Ned stood up angrily and yanked on Theon's sleeve. "Get down from there," he hissed. The hall was dead quiet; the knights and servants in attendance were silent as the grave. Somewhere in a corner, a cricket chirped. "Stop waving that bastard around," he ordered.

Theon used his long legs to step off the table in a single graceful stride. "Now look here, it's no business of mine which serving girls you choose to bed, but I will not have you dishonouring yourself and I by proclaiming it to the world!" Ned hissed.

"Now look here yourself!" said Theon loudly and proudly, "This here is your grandson!" He waved the baby under his nose.

"Eh? Don't play games with me Theon," he warned.

Arya sighed and shook her head. "Daddy, you're dumb," she told him. Catelyn promptly thwacked her over the head.

"Is it . . . Jon's?" asked Rob in a small voice.

"Yes!" answered Theon impatiently.

"Tcha, I though I told you silly boys that it was all fat!" Ned stomped in anger.

Theon rounded on him. "Oh yeah, and where do you think Salty came from then?"

Sansa crinkled her nose. "_Salty?_"

Ned crossed his arms crossly. "Fine then, have it your way, Greyjoy. Bring me to him." The rest of the family immediately got up to follow.

Jon jumped as a crowd of people bundled themselves into his not-so-big room.
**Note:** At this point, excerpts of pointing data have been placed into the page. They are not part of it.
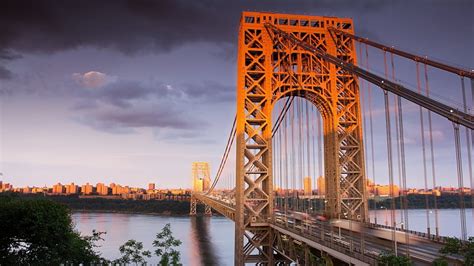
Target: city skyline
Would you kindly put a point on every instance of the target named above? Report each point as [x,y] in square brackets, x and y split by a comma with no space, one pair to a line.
[113,108]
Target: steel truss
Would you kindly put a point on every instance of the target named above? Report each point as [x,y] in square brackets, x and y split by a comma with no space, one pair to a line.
[270,68]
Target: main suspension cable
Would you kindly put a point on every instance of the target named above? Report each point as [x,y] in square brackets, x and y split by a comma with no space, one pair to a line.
[230,141]
[372,152]
[422,131]
[468,141]
[462,210]
[433,170]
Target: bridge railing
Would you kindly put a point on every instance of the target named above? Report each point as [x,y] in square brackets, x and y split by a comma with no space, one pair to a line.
[440,239]
[328,241]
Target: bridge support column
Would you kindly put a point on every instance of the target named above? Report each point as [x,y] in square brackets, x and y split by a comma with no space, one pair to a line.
[192,210]
[207,210]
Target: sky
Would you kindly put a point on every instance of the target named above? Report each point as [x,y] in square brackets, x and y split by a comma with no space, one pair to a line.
[133,92]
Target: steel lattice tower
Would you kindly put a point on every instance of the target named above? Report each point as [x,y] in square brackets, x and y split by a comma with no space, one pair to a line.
[270,68]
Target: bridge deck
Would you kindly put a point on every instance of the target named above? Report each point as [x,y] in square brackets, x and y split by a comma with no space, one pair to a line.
[343,239]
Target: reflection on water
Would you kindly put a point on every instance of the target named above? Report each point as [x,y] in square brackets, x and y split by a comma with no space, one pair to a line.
[201,241]
[210,240]
[206,240]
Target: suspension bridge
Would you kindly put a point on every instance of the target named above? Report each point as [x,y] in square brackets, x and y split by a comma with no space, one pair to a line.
[305,109]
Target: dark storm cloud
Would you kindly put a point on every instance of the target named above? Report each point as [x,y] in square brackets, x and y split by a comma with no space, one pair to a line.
[122,106]
[5,74]
[129,26]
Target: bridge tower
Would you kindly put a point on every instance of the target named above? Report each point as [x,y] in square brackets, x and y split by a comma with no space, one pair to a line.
[201,182]
[270,68]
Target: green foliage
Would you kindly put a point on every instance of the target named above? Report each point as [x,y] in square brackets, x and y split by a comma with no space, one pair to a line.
[39,231]
[165,244]
[165,207]
[132,252]
[440,262]
[455,246]
[390,259]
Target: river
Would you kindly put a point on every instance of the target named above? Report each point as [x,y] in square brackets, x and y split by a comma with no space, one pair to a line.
[210,241]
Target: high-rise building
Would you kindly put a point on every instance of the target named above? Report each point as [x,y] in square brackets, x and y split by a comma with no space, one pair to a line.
[201,176]
[59,188]
[151,186]
[87,189]
[321,186]
[72,189]
[307,186]
[102,189]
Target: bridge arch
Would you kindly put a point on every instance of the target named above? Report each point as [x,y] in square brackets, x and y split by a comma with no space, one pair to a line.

Feeling self-conscious and scared, he tried to tuck himself even farther into the farthest corner as they assembled, looking down at him in curiosity. He pulled the blanket from the bed tighter around himself and buried as much of his head in it as he could.
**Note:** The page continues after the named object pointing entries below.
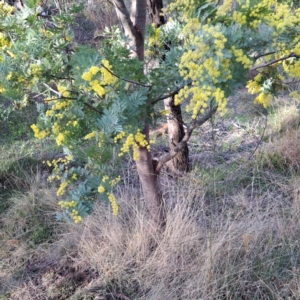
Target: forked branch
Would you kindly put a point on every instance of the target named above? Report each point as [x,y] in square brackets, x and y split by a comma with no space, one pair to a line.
[196,123]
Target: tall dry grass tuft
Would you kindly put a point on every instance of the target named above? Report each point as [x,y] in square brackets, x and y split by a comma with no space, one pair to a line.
[249,252]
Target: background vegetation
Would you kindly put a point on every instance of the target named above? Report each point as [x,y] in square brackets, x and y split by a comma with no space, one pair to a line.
[232,222]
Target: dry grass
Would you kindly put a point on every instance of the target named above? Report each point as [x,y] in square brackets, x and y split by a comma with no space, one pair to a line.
[249,251]
[224,238]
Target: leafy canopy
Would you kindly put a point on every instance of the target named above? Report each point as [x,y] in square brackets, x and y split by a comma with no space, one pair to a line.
[95,100]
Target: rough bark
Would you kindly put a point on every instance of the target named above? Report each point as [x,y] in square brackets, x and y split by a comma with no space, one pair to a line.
[180,162]
[134,27]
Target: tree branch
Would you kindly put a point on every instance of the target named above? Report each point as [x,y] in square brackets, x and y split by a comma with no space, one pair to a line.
[170,94]
[262,55]
[127,80]
[274,61]
[196,123]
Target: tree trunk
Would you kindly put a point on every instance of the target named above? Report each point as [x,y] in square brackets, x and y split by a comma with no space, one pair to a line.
[175,124]
[175,134]
[134,28]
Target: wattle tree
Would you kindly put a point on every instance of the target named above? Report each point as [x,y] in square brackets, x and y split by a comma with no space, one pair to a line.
[102,101]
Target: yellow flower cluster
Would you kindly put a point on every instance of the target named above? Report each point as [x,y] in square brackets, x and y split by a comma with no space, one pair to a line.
[239,17]
[134,141]
[97,87]
[60,139]
[115,181]
[63,91]
[75,216]
[34,69]
[106,78]
[60,104]
[60,136]
[62,188]
[101,189]
[90,135]
[293,69]
[224,8]
[113,203]
[2,89]
[9,76]
[205,66]
[119,136]
[39,134]
[105,178]
[241,57]
[294,94]
[67,204]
His father bent down to him, looking him steadily but steely in the one eye that he wasn't covering. Eddard looked slowly from the baby to the bloody bed to his son, who was sitting in a puddle of blood and looking at him with an expression specifically tailored to garner every single last bit of sympathy that it could. He looked around slowly again.
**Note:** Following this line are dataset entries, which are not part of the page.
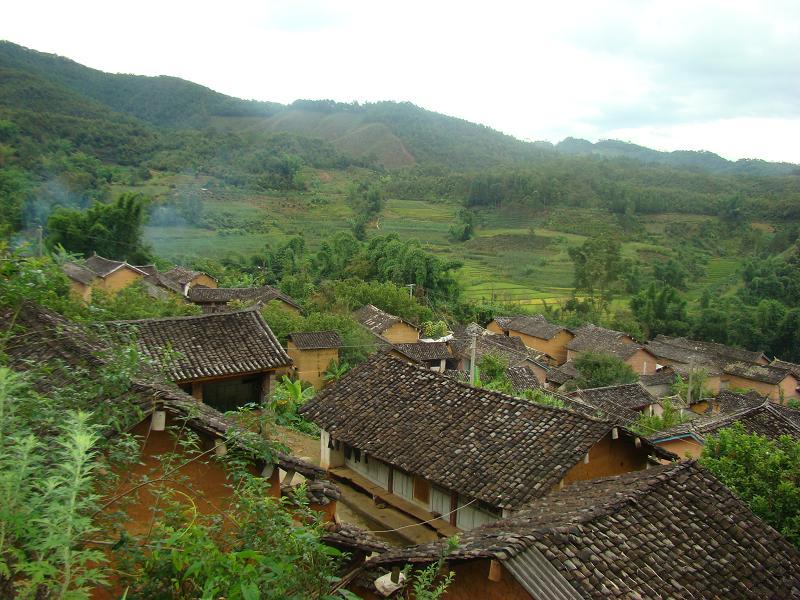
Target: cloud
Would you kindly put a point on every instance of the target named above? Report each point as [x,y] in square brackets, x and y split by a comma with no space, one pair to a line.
[656,71]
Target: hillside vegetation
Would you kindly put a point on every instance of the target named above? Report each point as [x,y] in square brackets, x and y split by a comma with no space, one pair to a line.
[233,181]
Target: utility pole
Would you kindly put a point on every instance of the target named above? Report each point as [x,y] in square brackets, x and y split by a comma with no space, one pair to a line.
[472,361]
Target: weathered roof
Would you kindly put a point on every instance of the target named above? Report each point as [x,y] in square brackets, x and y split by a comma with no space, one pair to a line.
[591,338]
[782,364]
[510,348]
[728,401]
[182,275]
[536,326]
[349,537]
[668,532]
[215,345]
[522,378]
[618,402]
[79,273]
[767,419]
[503,322]
[201,294]
[763,373]
[39,336]
[105,266]
[633,396]
[376,320]
[665,376]
[563,373]
[487,445]
[316,340]
[424,351]
[683,350]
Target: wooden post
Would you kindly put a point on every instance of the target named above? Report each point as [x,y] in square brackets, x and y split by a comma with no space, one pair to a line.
[495,570]
[472,362]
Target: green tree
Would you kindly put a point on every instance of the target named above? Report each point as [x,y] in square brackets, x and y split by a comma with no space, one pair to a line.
[599,370]
[660,310]
[763,473]
[114,230]
[598,265]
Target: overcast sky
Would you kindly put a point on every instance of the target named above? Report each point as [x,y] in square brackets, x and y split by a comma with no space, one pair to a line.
[721,76]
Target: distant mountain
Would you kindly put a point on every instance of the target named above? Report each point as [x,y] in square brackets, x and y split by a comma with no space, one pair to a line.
[163,101]
[690,159]
[392,134]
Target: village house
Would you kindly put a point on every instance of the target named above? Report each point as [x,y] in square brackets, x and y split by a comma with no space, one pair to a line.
[103,274]
[767,419]
[214,299]
[432,355]
[726,401]
[660,383]
[389,328]
[669,532]
[433,447]
[536,333]
[187,279]
[312,353]
[111,276]
[691,357]
[778,383]
[509,349]
[225,360]
[153,412]
[625,402]
[591,338]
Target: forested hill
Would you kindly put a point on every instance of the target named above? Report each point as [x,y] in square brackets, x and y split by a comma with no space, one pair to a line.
[163,101]
[707,161]
[389,134]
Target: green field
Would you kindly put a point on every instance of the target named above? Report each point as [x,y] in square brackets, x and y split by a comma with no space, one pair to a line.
[517,255]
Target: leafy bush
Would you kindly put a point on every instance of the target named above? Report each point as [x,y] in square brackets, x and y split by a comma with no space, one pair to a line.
[763,473]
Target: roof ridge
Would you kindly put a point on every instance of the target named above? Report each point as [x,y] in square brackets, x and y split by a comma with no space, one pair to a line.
[628,495]
[506,397]
[253,308]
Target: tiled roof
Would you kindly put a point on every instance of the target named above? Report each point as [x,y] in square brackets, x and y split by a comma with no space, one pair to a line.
[591,338]
[767,419]
[522,378]
[79,273]
[682,350]
[201,294]
[105,266]
[618,402]
[499,449]
[563,373]
[763,373]
[728,401]
[510,348]
[503,322]
[376,320]
[348,537]
[214,345]
[182,275]
[315,340]
[665,376]
[42,337]
[630,395]
[424,351]
[668,532]
[536,326]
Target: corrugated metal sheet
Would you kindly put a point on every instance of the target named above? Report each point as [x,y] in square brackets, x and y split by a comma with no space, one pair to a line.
[539,578]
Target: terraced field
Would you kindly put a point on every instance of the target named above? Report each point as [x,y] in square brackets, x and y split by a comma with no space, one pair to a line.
[518,255]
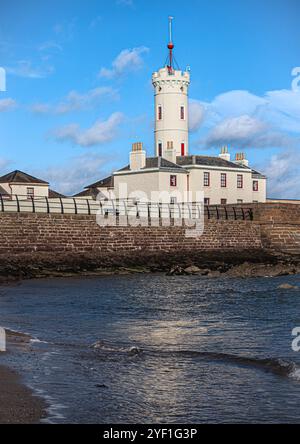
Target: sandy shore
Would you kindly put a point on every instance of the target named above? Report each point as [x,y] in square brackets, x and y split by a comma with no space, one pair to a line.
[18,404]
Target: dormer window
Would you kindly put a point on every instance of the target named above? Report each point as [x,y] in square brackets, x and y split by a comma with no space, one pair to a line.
[182,114]
[159,113]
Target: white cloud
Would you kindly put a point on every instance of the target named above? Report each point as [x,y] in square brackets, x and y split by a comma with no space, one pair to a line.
[74,176]
[75,101]
[196,115]
[247,120]
[24,68]
[7,104]
[235,130]
[128,60]
[283,172]
[99,133]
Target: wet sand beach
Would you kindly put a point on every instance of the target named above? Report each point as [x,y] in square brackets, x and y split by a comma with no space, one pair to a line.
[18,404]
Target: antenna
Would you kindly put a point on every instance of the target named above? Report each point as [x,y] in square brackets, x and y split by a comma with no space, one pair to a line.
[170,46]
[170,27]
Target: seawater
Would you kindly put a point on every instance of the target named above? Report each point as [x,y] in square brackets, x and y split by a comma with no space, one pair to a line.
[158,349]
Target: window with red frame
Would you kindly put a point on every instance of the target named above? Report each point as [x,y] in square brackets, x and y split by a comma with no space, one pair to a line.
[182,149]
[30,193]
[182,112]
[159,113]
[223,180]
[206,179]
[159,149]
[173,181]
[240,183]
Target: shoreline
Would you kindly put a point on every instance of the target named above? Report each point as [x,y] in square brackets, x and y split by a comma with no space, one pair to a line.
[19,404]
[16,268]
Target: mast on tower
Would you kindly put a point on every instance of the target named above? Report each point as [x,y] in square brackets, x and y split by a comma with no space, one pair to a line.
[170,47]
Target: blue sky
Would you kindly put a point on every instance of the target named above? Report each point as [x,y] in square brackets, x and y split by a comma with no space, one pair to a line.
[79,83]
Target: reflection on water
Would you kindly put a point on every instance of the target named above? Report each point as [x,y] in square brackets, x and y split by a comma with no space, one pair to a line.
[152,348]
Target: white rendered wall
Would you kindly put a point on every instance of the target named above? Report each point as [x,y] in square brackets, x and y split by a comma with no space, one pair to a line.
[231,192]
[171,93]
[21,189]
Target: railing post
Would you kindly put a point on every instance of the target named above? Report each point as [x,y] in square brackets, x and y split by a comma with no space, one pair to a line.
[18,203]
[235,218]
[33,206]
[226,213]
[47,203]
[61,205]
[89,207]
[75,205]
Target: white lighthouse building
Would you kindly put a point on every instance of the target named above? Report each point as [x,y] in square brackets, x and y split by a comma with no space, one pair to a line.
[171,108]
[173,173]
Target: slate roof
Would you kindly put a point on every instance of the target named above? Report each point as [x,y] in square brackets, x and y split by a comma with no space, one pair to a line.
[20,177]
[157,162]
[108,182]
[207,161]
[54,194]
[257,175]
[3,192]
[84,193]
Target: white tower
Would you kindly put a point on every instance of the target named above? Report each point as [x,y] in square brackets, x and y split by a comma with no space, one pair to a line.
[171,108]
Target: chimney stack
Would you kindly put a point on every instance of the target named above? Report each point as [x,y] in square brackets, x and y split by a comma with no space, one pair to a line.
[224,153]
[240,159]
[137,157]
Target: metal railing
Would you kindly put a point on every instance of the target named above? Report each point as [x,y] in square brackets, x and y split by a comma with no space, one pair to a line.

Eddard was a master detective. He searched for clues and pieces of evidence and methodically slotted them into place in his highly intelligent brain. No mystery was too complicated for Eddard Stark. Given enough time . . . long, long amounts of time . . . he could solve any mystery.

The rest of the family waited patiently for the rusty gears to turn.

"Well," he said to Jon after a few long moments, "there's no doubt you had _a _baby. But I don't see any reason to believe it was _that _baby," he said, glowering at the fabulous baby boy in Theon's arms.

A shocked silence followed. The sleep bubble that had been growing on Bran's nose burst.

"Duh, who else's would it be?" asked Arya.

"That is a completely unnecessary plot thread!" Rob stormed. "Ignore him! That baby is obviously mine and Jon's!"

"Oi!" protested Theon. "You already gave up your claim to this baby, jerk!"

Ned rolled his eyes. "Not this again!"

Rob stomped his feet angrily. "No fair! It's at least just as likely that Wulfie is mine as he is yours!"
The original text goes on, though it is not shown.